Diese Erkenntnis enthebt uns jedoch nicht die Aufgabe, uns mit den damit sympathisierenden Menschen und Milieus intensiver zu beschäftigen. Und dies bedeutet einerseits, „Integrationspolitik“ in der Tat als eine umfassende Aufgabe zu verstehen, die in den Städten wie gerade auch in den Dörfern nicht nur auf Geflüchtete und Migranten zielt, sondern auf Gesellschaft insgesamt. Andererseits muss jenes Gefühl ernster genommen werden, von den gesellschaftlichen Entwicklungen ausgeschlossen und abgehängt zu sein, wie das häufig heute vor allem in ländlichen Räumen und bei den älteren Generationen geäußert wird.
Denn ihnen erscheint offenbar die große und neue Freiheit der Städte und der jüngeren Generationen als kein Versprechen einer eigenen Zukunft, sondern eher als eine Bedrohung. Weil sie diese Freiheit als zu groß, als zu individualistisch, auch als zu anstrengend empfinden – aus materiellen wie aus mentalitären Gründen. Diese Besorgnisse ziehen sich als kleine Risse durch unsere Gesellschaft und vergrößern sich allmählich zu einem sozialen Spalt.

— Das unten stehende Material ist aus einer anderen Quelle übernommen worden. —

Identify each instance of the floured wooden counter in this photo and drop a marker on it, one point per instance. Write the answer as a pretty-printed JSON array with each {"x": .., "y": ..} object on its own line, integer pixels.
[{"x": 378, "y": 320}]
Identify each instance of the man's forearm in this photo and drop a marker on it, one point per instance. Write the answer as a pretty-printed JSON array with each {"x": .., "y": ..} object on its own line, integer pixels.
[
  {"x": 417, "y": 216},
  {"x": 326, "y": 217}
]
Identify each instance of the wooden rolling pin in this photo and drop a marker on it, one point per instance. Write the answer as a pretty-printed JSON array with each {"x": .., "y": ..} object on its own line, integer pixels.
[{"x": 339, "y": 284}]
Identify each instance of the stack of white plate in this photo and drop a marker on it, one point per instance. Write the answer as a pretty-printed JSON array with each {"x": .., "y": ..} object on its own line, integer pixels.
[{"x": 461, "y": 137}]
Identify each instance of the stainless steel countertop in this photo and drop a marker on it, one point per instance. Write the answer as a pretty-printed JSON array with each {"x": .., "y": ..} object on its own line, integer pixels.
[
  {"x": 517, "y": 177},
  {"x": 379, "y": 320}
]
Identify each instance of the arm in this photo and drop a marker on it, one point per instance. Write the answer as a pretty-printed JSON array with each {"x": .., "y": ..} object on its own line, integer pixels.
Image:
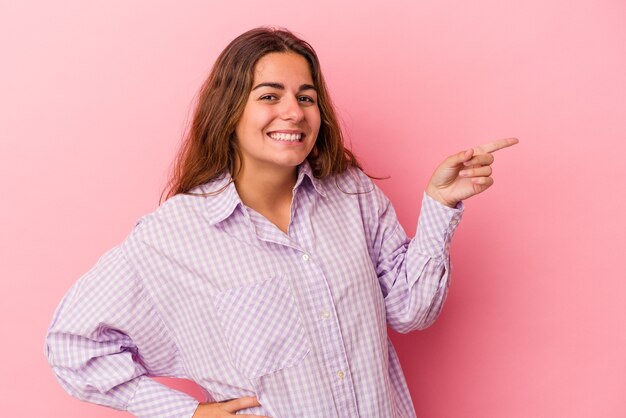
[
  {"x": 414, "y": 274},
  {"x": 106, "y": 339}
]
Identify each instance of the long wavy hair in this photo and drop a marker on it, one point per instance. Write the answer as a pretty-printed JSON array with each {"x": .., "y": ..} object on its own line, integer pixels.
[{"x": 210, "y": 147}]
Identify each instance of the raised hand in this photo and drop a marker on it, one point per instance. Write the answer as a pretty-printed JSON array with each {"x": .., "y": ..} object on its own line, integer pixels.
[
  {"x": 466, "y": 173},
  {"x": 227, "y": 409}
]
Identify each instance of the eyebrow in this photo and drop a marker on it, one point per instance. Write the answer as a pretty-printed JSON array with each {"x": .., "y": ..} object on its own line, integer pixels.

Ihn nicht endlich ernst zu nehmen, wäre ebenso fatal wie arrogant. Denn es würde den Verdacht eines moralisch überheblichen Kosmopolitismus der Eliten und des Establishments weiter nähren. Also einer Ignoranz von privilegierten „Weltbürgern“ wie uns, die wir all unsere Freiheiten nutzen können, weil uns keine alltäglichen Sorgen um Job und Wohnung, und Miete und Hartz IV plagen.
Gerade die plurale und urbane Gesellschaft muss in ihrem Inneren eben noch mehr als ein sicherer und fairer Raum gestaltet werden, in dem nicht Herkunft oder Einkommen oder Wohnort über die Lebenschancen und Lebensgestaltung des Einzelnen entscheiden, sondern seine Fähigkeit und seine Bereitschaft zur Teilnahme am diesem Prozess „offene Gesellschaft“. – Dann sind auch alle Städte ganz selbstverständlich: „Zufluchtsstädte“.